Ochsner also contends that the deed of trust precluded Deutsche Bank from substituting trustees through the use of an attorney-in-fact. This argument is not supported by a citation to the record.[4] As such, “that portion of the brief may be stricken and the argument deemed to have been waived.” (Duarte v. Chino Community Hospital (1999) 72 Cal.App.4th 849, 856.) Even if it was not waived, this argument is without merit. In the portion of the document relied upon by Ochsner, the deed of trust states: “Lender, at its option, may from time to time appoint a successor trustee to any Trustee appointed hereunder by an instrument executed and acknowledged by Lender and recorded in the office of the Recorder of the county in which the Property is located. . . . This procedure for substitution of trustee shall govern to the exclusion of all other provisions for substitution.” Nothing in this language prohibits Deutsche Bank from acting through an agent or attorney-in-fact in appointing a successor trustee on the deed of trust. (Kalnoki v. First American Trustee Servicing Solutions, LLC (2017) 8 Cal.App.5th 23, 40.) Ochsner has not demonstrated the trial court erred in determining there was no triable issue of fact as to his wrongful foreclosure claim.
III. DISPOSITION
The judgment is affirmed. Deutsche Bank National Trust Company shall recover its costs on appeal. (Cal. Rules of Court, rule 8.278(a)(1) & (2).)
/S/
RENNER, J.
We concur:
/S/
NICHOLSON, Acting P. J.
/S/
HOCH, J.
[1] The deed of trust explains MERS “is acting solely as a nominee for Lender and Lender’s successors and assigns. MERS is the beneficiary under this Security Instrument.” “ ‘MERS is a private corporation that administers a national registry of real estate debt interest transactions. Members of the MERS System assign limited interests in the real property to MERS, which is listed as a grantee in the official records of local governments, but the members retain the promissory notes and mortgage servicing rights. The notes may thereafter be transferred among members without requiring recordation in the public records. [Citation.] [¶] Ordinarily, the owner of a promissory note secured by a deed of trust is designated as the beneficiary of the deed of trust. [Citation.] Under the MERS System, however, MERS is designated as the beneficiary in deeds of trust, acting as “nominee” for the lender, and granted the authority to exercise legal rights of the lender.’ ” (Saterbak v. JPMorgan Chase Bank, N.A. (2016) 245 Cal.App.4th 808, 816, fn. 6 (Saterbak).)

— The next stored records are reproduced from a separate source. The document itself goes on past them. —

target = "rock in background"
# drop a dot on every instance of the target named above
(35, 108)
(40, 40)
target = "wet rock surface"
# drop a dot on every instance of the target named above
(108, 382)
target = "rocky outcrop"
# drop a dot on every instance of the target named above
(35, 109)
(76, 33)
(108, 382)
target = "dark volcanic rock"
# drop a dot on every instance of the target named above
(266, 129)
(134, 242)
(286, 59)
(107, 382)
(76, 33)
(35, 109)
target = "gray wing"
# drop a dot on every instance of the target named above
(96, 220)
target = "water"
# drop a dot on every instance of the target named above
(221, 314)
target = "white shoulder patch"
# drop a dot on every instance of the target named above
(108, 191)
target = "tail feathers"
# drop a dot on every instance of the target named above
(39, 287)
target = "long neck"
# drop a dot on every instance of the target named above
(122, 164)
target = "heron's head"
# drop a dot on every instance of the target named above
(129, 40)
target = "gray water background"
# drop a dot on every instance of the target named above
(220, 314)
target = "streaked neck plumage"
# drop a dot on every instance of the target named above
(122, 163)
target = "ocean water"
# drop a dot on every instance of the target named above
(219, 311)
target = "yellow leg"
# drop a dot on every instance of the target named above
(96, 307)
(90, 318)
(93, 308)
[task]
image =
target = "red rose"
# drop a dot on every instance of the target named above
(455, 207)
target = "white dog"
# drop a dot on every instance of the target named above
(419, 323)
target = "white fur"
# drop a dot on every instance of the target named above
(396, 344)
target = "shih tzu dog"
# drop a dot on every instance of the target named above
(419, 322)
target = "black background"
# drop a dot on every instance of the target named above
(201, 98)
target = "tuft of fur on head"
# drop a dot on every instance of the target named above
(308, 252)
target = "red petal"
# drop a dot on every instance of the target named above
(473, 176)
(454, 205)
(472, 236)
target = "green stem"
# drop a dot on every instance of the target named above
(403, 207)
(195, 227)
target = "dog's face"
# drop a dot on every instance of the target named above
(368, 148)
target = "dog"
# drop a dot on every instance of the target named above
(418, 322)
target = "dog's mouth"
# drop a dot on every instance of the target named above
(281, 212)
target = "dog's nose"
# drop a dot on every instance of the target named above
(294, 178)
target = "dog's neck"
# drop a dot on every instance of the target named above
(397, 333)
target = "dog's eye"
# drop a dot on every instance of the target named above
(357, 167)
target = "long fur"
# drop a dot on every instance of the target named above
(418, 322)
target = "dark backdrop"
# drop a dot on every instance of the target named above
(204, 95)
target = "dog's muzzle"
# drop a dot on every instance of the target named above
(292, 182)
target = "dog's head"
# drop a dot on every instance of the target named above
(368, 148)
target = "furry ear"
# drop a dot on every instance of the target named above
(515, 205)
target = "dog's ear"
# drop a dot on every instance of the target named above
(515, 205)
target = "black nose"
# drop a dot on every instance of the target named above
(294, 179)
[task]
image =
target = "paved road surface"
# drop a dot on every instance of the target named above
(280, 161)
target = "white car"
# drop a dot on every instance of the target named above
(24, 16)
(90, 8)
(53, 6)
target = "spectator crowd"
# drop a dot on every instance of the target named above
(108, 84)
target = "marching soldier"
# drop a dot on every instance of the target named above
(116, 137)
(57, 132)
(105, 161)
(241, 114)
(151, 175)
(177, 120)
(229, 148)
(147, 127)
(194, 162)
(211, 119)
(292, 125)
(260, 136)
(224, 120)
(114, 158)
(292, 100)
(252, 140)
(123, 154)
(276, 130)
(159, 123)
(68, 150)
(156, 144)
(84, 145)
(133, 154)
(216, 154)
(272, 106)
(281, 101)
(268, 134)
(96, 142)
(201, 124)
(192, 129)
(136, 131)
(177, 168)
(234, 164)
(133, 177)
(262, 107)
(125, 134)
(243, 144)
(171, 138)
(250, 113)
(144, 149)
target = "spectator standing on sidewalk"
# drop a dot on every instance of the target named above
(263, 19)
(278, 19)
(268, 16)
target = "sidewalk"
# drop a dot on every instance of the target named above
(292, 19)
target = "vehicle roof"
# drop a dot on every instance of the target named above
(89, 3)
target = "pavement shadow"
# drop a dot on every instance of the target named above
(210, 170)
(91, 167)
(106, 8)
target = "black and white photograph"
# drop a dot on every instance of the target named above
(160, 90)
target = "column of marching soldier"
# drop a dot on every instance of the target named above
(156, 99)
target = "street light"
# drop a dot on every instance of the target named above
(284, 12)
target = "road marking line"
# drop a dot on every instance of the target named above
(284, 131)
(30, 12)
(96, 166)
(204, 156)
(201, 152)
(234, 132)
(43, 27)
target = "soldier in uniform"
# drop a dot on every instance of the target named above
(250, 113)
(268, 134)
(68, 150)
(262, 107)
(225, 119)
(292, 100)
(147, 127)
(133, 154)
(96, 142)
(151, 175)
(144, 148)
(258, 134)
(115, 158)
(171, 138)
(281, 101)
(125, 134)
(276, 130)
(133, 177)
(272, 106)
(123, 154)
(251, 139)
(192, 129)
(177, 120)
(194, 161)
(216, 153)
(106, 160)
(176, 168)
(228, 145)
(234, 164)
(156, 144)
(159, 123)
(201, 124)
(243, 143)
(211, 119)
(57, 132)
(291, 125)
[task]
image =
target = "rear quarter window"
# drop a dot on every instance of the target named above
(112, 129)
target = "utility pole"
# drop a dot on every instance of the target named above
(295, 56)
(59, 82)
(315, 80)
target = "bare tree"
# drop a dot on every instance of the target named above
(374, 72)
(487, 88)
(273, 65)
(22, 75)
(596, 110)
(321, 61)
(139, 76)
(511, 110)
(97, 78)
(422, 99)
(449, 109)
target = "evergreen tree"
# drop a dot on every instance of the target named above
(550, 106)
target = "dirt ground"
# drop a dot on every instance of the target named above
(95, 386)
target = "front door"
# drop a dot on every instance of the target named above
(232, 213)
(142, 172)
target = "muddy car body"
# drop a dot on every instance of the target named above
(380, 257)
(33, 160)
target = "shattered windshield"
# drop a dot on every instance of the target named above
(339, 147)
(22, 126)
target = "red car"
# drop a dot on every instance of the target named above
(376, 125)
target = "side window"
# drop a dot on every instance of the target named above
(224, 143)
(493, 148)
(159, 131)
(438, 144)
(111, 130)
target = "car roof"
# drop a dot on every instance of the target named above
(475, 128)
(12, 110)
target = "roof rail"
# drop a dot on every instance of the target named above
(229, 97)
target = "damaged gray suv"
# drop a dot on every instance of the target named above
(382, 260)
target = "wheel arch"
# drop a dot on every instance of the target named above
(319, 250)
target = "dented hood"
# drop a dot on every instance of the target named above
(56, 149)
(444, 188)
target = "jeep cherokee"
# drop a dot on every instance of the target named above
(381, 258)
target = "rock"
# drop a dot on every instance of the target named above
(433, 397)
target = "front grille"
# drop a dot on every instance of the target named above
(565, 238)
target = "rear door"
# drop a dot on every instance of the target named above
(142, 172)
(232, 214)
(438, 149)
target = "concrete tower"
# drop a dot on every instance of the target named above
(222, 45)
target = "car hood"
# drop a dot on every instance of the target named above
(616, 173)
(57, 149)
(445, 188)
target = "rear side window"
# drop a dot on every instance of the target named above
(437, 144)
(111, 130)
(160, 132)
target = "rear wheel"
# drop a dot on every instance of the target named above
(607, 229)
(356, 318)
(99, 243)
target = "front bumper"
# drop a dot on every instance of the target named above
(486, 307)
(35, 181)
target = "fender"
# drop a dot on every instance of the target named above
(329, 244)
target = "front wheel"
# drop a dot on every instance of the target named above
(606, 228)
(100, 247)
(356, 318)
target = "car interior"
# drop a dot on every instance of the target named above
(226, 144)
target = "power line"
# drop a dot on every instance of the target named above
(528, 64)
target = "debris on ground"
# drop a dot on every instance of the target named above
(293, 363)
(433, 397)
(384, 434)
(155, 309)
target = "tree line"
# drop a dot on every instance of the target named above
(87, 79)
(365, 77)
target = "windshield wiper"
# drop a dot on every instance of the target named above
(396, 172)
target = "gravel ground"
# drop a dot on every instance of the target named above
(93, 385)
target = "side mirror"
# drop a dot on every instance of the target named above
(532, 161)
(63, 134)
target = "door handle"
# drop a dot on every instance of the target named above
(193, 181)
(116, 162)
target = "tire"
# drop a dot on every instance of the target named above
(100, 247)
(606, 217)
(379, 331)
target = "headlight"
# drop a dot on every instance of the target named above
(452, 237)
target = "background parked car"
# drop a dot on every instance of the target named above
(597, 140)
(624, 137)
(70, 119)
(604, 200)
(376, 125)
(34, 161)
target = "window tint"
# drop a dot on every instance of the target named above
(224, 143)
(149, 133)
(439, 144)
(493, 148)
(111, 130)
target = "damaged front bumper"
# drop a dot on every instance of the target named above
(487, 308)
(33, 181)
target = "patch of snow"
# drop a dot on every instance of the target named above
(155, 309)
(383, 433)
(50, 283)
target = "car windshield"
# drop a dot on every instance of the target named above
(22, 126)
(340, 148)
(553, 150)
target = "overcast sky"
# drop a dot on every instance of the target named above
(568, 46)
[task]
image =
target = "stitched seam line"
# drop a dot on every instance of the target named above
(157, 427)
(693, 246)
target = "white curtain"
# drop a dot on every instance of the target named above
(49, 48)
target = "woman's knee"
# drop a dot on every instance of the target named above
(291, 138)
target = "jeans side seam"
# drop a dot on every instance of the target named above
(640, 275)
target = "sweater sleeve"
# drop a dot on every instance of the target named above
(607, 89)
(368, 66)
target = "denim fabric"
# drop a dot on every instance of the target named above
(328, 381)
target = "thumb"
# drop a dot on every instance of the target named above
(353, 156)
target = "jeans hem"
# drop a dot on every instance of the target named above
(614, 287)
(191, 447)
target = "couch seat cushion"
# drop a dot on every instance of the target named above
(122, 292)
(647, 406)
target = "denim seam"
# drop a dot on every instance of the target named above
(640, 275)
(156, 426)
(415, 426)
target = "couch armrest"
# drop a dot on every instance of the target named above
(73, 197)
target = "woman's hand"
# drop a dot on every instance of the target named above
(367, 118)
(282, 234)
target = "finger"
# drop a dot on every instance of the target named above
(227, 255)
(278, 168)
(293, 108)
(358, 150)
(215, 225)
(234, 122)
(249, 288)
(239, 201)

[2] Nor does there appear to be a genuine dispute as to the authenticity of the pooling and servicing agreement or the mortgage loan schedule. Elsewhere in his brief, Ochsner cites to the pooling and servicing agreement in support of his wrongful foreclosure claim. But, as we discuss next, these documents relate to an argument Ochsner has no standing to bring. Therefore, we need not concern ourselves with their admissibility.
[3] Ochsner argues the California Homeowner Bill of Rights grants him standing to challenge an invalid assignment of a loan because Civil Code section 2924, subdivision (a)(6) states that an entity shall not initiate the foreclosure process “unless it is the holder of the beneficial interest under the mortgage or deed of trust, the original trustee or the substituted trustee under the deed of trust, or the designated agent of the holder of the beneficial interest.” But Civil Code section 2924, subdivision (a)(6) is not one of the sections for which the Legislature authorized a private right action either to enjoin a foreclosure or to seek money damages after the fact. (Lucioni v. Bank of America, N.A. (2016) 3 Cal.App.5th 150, 159; see Civ. Code, § 2924.12.) The other sections mentioned by Ochsner have no direct application to the allegations before us. (See Civ. Code, §§ 2923.55, 2924.17.) Thus, his arguments regarding the California Homeowner Bill of Rights have no impact on our conclusion.
[4] Ochsner is apparently caught between his desire to make this argument and his desire to assert that this document should not have been admitted into evidence.